Cost has inevitably become an important consideration in journal selection in this era of declining budgets and inflation rates exceeding ten percent. Nonetheless, we attempt to minimize our consideration of cost on the basis that, if a journal is regarded as important to our clientele's research, the library should make every reasonable attempt to offer access to that journal. On the other hand, we recognize that often the price of a single journal is enough to pay the cost of many document delivery transactions and that such transactions are usually paid from the researchers' own project accounts rather than by the ORNL library. When we find that there are large numbers of document delivery orders for particular journals, we can consider purchasing new subscriptions to those titles most requested.

 

In recent years “Big Deal” publisher discounts have become yet another factor to be evaluated in journal selection.

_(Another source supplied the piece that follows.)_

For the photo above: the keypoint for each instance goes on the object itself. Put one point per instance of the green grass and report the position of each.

Purchasing these offers is tempting when expensive journals can be acquired as components of a journal package. It is only as the total cost of desired subscriptions from a publisher approaches the cost of a package deal the publisher offers have we bought the package. Our philosophy continues to be that the most effective way to control costs is to remain focused on the criteria we have determined to be most appropriate for journal selection and user service at ORNL.

 

We continue to modify our approach to journal selection as new criteria become important. For instance, in the life sciences the journal evaluation process revealed a high user preference for several titles, including Trends in Genetics, Genes and Development, Nature Genetics, and Nature Biotechnology. Besides retaining these titles, the librarians recognized the need to pursue expansion of the collection in genetics, genomics and proteomics, biotechnology, and computational biology. Several recent large grants to ORNL scientists in these research areas led us to consider the sources of available funding as an additional weighting factor. Future versions of the model may encode the funding levels for research initiatives related to ORNL's new Joint Institute for Biological Sciences and the Laboratory for Comparative and Functional Genomics, called the "Mouse House," or other fields. The evolving combination of quantitative and qualitative data, assigned weights, and value-ranking of each title provide a systematic method for making decisions about the current and future status of the journal collection, and a method to evaluate the needs of individual research areas, including life sciences.

 

Our method of journal selection has several advantages. While no approach can be completely objective, we believe that our method substantially reduces the subjectivity of the decision-making process. Any decision to cancel or not purchase a given journal has the potential to disappoint some part of our clientele, and usually does. While budgetary constraints make some negative reaction unavoidable, the availability of quantified data that can be discussed with a concerned customer provides the library staff with a consistent method to explain and defend our decisions if necessary.

 

 

 

BIBLIOGRAPHY

 

 

1.  Christie, A., Kristick, L. (Spring 2001). Developing an Online Science Journal Collection: A Quick Tool for Assigning Priorities. Issues in Science and Technology Librarianship, http://www.istl.org/istl/01-spring/article2.html.

 

2.  Frazier, K. (March 2001). Contemplating the Costs of the "Big Deal." D-Lib Magazine, 7(3), http://www.dlib.org/dlib/march01/frazier/03frazier.html.

 

3.  Lynch, P. M. (1997). Partnering to Provide Electronic Access to Life-Sciences Serials: The Experience of Journal Selection for the Electronic Library Project. The Serials Librarian, 31(1-2), 227-233.

 

4. Robb, D. J., McCormick, A. (1997). Decision Support for Serials Deselection and Acquisition: A Case Study. Journal of the American Society for Information Science, 48(3), 270-273.

 

5.  Sidney, S. A., Diodato, V. (1993). Do Developing Technologies Help Predict Science Journal Selection? Science & Technology Libraries, 14(1), 15-28.